Разговор закончен. Хозяин набивает трубку. Разговаривает сам с собой. Сердится. Зачем он достал эту штуковину, которая выплевывает огонь?
Развернув револьвер, Г тщательно протирает его и сует с разных сторон за пояс, словно ищет укромное место. Но вот наконец расправляет рубашку поверх брюк. Бугорок с оружием едва заметен. С этого момента Г полон решимости отразить любую атаку.
«Он далеко», — сказала Патрисия. Откуда ей знать? Стало быть, мсье Луи предупреждает ее, когда уезжает? А почему бы ему не оказаться где-нибудь поблизости? Г идет выкурить трубку на пороге дома. Внимательно осматривает лесную дорогу, по которой прыгает сорока. Может, он представляет собой отличную мишень на темном фоне прихожей? Но мсье Луи не тот человек, чтобы стрелять с большого расстояния! Он найдет более скорый способ! Верный ему подручный промчится мимо на мотоцикле и, не останавливаясь, швырнет гранату. Совсем необязательно добраться до обитателей дома. Цель: произвести разрушение, поджечь, установив таким образом связь между обнаруженным складом оружия и присутствием вблизи стройки отпускника с немецкой овчаркой. Короче, создать такую неясную ситуацию, при которой полиция не будет знать, с какого бока взяться за расследование. Г не забыл: он сам был свидетелем подобной жестокости в Париже! Граната! Изуродованная собака! Вполне возможно, что покушение, так сильно подействовавшее на него, тоже было спланировано мсье Луи!
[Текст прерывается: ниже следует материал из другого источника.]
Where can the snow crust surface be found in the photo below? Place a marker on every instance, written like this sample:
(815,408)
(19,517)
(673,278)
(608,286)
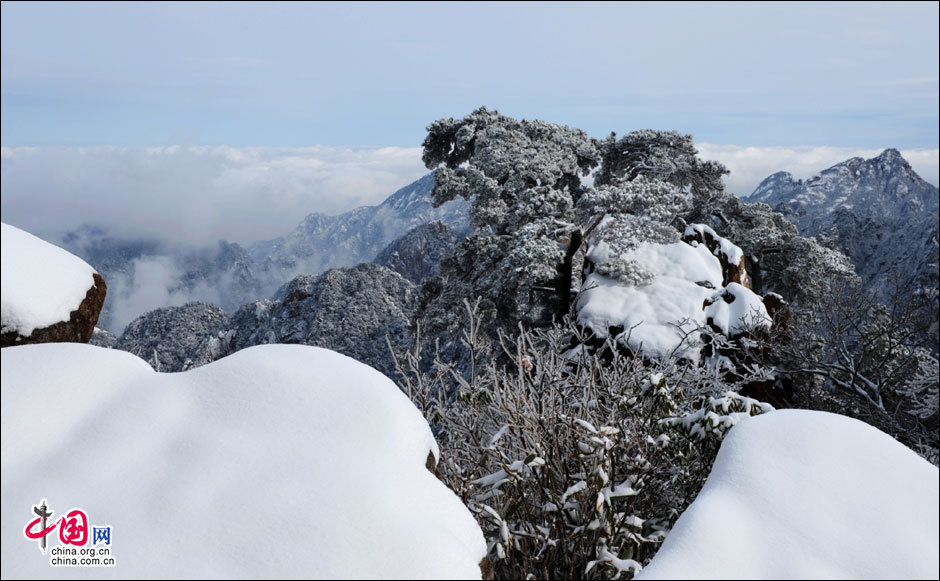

«Чего я только не насочинял, — сетует Г. — Не ведал я за собой подобной слабости!» И тотчас, чтобы прогнать неприятную мысль, стал успокаивать себя: «У Патрисии, насколько я знаю, такой хитрющей, наверняка есть план спасения, обдуманный заранее! Работая так, как работала она, отвоевывая свою независимость, можно было научиться предвидеть, чтобы, всегда оставаясь начеку, при малейшей опасности незаметно укрыться в каком-нибудь тайном убежище. И пускай сердится сколько угодно, уверяя, будто все ее планы рухнули, не стоит обращать внимания. Она всегда была вспыльчивой, но головы никогда не теряла! Выходит из себя! Ругается! Способна даже ударить! Но следует точному расчету и от намеченной цели не отступает. Поэтому разумнее все-таки положиться на нее, при условии что она не станет вымещать своего раздражения на Ромуле. К тому же злость ее напускная». Г едва решается признаться себе почему! Но настоящая, истинная причина в том, что она сохранила по отношению к возлюбленному юношеских лет своего рода ворчливую нежность, находившую прежде выражение в насмешливых прозвищах: Кид Карабин, Эль Пистолеро или Вильгельм Телль. Не бросит же она его теперь!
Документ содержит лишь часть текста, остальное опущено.